The Lagrangian functional $\mathscr{L}:L^\infty(\Omega)\times H_0^1(\Omega)\times H_0^1(\Omega)\rightarrow \mathbb{R}$, which we use as a tool to derive the optimality system, is given by

$$ \mathscr{L}(a,u,p):= \frac{1}{2}(u-u_d,u-u_d) + \frac{\gamma}{2}(\nabla a, \nabla a) + (a\nabla u,\nabla p) - (f,p). $$

The Lagrange multiplier theory shows that, at a solution all variations of the Lagrangian functional with respect to all variables must vanish. These variations of $\mathscr{L}$ with respect to $(p,u,a)$ in directions $(\tilde{u}, \tilde{p}, \tilde{a})$ are given by

$$ \begin{alignat}{2} \mathscr{L}_p(a,u,p)(\tilde{p}) &= (a\nabla u, \nabla \tilde{p}) - (f,\tilde{p}) &&= 0,\\ \mathscr{L}_u(a,u,p)(\tilde{u}) &= (a\nabla p, \nabla \tilde{u}) + (u-u_d,\tilde{u}) && = 0,\\ \mathscr{L}_a(a,u,p)(\tilde{a}) &= \gamma(\nabla a, \nabla \tilde{a}) + (\tilde{a}\nabla u, \nabla p) &&= 0, \end{alignat} $$

where the variations $(\tilde{u}, \tilde{p}, \tilde{a})$ are taken from the same spaces as $(u,p,a)$.

The gradient of the cost functional $\mathcal{J}(a)$ therefore is

$$ \mathcal{G}(a)(\tilde a) = \gamma(\nabla a, \nabla \tilde{a}) + (\tilde{a}\nabla u, \nabla \tilde{p}). $$

Goals:

By the end of this notebook, you should be able to:

  • solve the forward and adjoint Poisson equations
  • understand the inverse method framework
  • visualise and understand the results
  • modify the problem and code

Mathematical tools used:

  • Finite element method
  • Derivation of gradiant via the adjoint method
  • Armijo line search

List of software used:

  • FEniCS, a parallel finite element element library for the discretization of partial differential equations
  • PETSc, for scalable and efficient linear algebra operations and solvers
  • Matplotlib, a python package used for plotting the results
  • Numpy, a python package for linear algebra

Set up

Import dependencies

In [1]:
from dolfin import *

import numpy as np
import time
import logging

import matplotlib.pyplot as plt
%matplotlib inline
import nb

start = time.clock()

logging.getLogger('FFC').setLevel(logging.WARNING)
logging.getLogger('UFL').setLevel(logging.WARNING)
set_log_active(False)

np.random.seed(seed=1)

Model set up:

As in the introduction, the first thing we need to do is to set up the numerical model.

In this cell, we set the mesh mesh, the finite element spaces Va and Vu corresponding to the parameter space and state/adjoint space, respectively.

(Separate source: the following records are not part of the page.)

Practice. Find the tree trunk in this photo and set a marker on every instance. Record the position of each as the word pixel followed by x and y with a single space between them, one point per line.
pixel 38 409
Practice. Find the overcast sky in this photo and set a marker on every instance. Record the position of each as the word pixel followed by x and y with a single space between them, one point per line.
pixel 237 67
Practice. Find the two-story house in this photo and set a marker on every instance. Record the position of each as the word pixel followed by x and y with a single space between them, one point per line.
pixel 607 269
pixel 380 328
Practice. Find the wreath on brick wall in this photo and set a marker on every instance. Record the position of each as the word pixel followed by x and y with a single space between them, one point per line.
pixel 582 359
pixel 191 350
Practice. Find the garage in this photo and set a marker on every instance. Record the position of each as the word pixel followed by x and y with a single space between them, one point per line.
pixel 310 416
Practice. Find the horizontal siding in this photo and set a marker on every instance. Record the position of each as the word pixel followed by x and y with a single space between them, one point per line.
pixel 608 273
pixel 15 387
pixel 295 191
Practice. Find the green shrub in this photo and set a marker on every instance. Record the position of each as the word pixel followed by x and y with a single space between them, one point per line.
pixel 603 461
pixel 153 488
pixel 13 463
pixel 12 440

In particular, we use linear finite elements for the parameter space, and quadratic elements for the state/adjoint space.

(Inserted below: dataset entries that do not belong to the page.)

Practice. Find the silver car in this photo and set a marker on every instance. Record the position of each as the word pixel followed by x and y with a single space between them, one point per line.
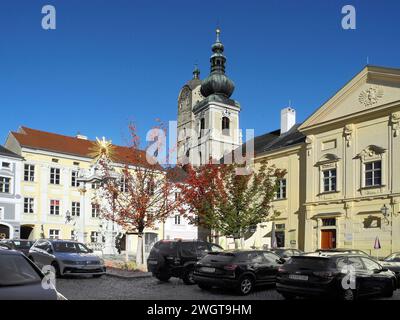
pixel 67 257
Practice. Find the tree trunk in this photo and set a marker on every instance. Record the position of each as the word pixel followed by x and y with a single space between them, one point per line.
pixel 126 249
pixel 238 243
pixel 139 251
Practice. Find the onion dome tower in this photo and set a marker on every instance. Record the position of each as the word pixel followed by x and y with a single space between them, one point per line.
pixel 217 83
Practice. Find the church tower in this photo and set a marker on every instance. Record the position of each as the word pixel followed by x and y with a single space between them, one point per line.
pixel 208 119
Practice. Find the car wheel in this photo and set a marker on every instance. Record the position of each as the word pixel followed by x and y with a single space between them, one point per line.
pixel 388 292
pixel 163 277
pixel 188 277
pixel 203 286
pixel 245 285
pixel 349 295
pixel 288 296
pixel 57 269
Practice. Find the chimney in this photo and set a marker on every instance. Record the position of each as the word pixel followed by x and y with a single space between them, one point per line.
pixel 288 119
pixel 80 136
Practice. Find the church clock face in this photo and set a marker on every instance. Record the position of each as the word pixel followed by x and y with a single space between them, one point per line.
pixel 184 100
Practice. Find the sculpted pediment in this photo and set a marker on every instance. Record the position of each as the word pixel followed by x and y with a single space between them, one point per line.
pixel 372 89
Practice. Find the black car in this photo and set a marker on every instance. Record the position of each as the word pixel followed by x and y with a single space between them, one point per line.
pixel 19 245
pixel 176 258
pixel 343 251
pixel 343 276
pixel 286 253
pixel 239 270
pixel 20 279
pixel 392 262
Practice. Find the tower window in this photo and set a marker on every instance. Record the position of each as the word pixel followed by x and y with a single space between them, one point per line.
pixel 225 125
pixel 202 126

The true parameter atrue is the finite element interpolant of the function $$ a_{\rm true} = \left\{ \begin{array}{l} 4 \; \forall \,(x,y) \, {\rm s.t.}\, \sqrt{ (x-.5)^2 + (y-.5)^2} \leq 0.2 \\ 8 \; {\rm otherwise}. \end{array}\right. $$

The forcing term f and the boundary conditions u0 for the forward problem are $$ f = 1 \; \forall {\bf x} \in \Omega, \quad u = 0 \; \forall {\bf x} \in \partial \Omega. $$

In [2]:
# create mesh and define function spaces
nx = 32
ny = 32
mesh = UnitSquareMesh(nx, ny)
Va = FunctionSpace(mesh, 'Lagrange', 1)
Vu = FunctionSpace(mesh, 'Lagrange', 2)

# The true and inverted parameter
atrue = interpolate(Expression('8. - 4.*(pow(x[0] - 0.5,2) + pow(x[1] - 0.5,2) < pow(0.2,2))'), Va)
a = interpolate(Expression("4."),Va)

# define function for state and adjoint
u = Function(Vu)
p = Function(Vu)

# define Trial and Test Functions
u_trial, p_trial, a_trial = TrialFunction(Vu), TrialFunction(Vu), TrialFunction(Va)
u_test, p_test, a_test = TestFunction(Vu), TestFunction(Vu), TestFunction(Va)

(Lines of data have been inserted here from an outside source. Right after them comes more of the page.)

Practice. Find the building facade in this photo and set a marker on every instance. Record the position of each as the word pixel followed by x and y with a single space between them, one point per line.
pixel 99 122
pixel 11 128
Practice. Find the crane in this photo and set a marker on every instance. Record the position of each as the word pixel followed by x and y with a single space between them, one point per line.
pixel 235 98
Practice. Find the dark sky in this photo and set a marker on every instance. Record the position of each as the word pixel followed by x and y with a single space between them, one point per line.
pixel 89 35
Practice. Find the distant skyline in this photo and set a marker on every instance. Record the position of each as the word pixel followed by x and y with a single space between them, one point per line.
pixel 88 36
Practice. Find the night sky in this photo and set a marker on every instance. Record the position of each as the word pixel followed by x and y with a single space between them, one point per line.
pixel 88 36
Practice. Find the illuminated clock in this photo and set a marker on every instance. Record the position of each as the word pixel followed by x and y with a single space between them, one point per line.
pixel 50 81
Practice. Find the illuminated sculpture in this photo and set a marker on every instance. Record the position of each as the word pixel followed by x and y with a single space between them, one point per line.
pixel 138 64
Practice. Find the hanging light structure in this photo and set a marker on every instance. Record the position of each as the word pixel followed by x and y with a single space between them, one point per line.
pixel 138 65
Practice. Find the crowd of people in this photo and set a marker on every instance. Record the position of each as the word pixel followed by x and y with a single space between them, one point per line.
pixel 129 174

# initialize input functions
f = Constant("1.0")
u0 = Constant("0.0")

# plot
plt.figure(figsize=(15,5))
nb.plot(mesh,subplot_loc=121, mytitle="Mesh", show_axis='on')
nb.plot(atrue,subplot_loc=122, mytitle="True parameter field")
plt.show()
In [3]:
# set up dirichlet boundary conditions
def boundary(x,on_boundary):
    return on_boundary

bc_state = DirichletBC(Vu, u0, boundary)
bc_adj = DirichletBC(Vu, Constant(0.), boundary)

The cost functional evaluation:

$$ J(a):=\underbrace{\frac{1}{2}\int_\Omega (u-u_d)^2\, dx}_{\text misfit} + \underbrace{\frac{\gamma}{2}\int_\Omega|\nabla a|^2\,dx}_{\text reg} $$

In the code below, $W$ and $R$ are symmetric positive definite matrices that stem from finite element discretization of the misfit and regularization component of the cost functional, respectively.

In [4]:
# Regularization parameter
gamma = 1e-10

# weak for for setting up the misfit and regularization compoment of the cost
W_equ   = inner(u_trial, u_test) * dx
R_equ   = gamma * inner(nabla_grad(a_trial), nabla_grad(a_test)) * dx

W = assemble(W_equ)
R = assemble(R_equ)

# Define cost function
def cost(u, ud, a, W, R):
    diff = u.vector() - ud.vector()
    reg = 0.5 * a.vector().inner(R*a.vector() ) 
    misfit = 0.5 * diff.inner(W * diff)
    return [reg + misfit, misfit, reg]

Set up synthetic observations:

To generate the synthetic observation we first solve the PDE for the state variable utrue corresponding to the true parameter atrue. More specifically, we solve the variational problem

Find $u\in H_0^1(\Omega)$ such that $\underbrace{(a_{\text true} \nabla u,\nabla v)}_{\; := \; a_{\rm goal}} - \underbrace{(f,v)}_{\; := \;L_{\rm goal}} = 0, \text{ for all } v\in H_0^1(\Omega)$.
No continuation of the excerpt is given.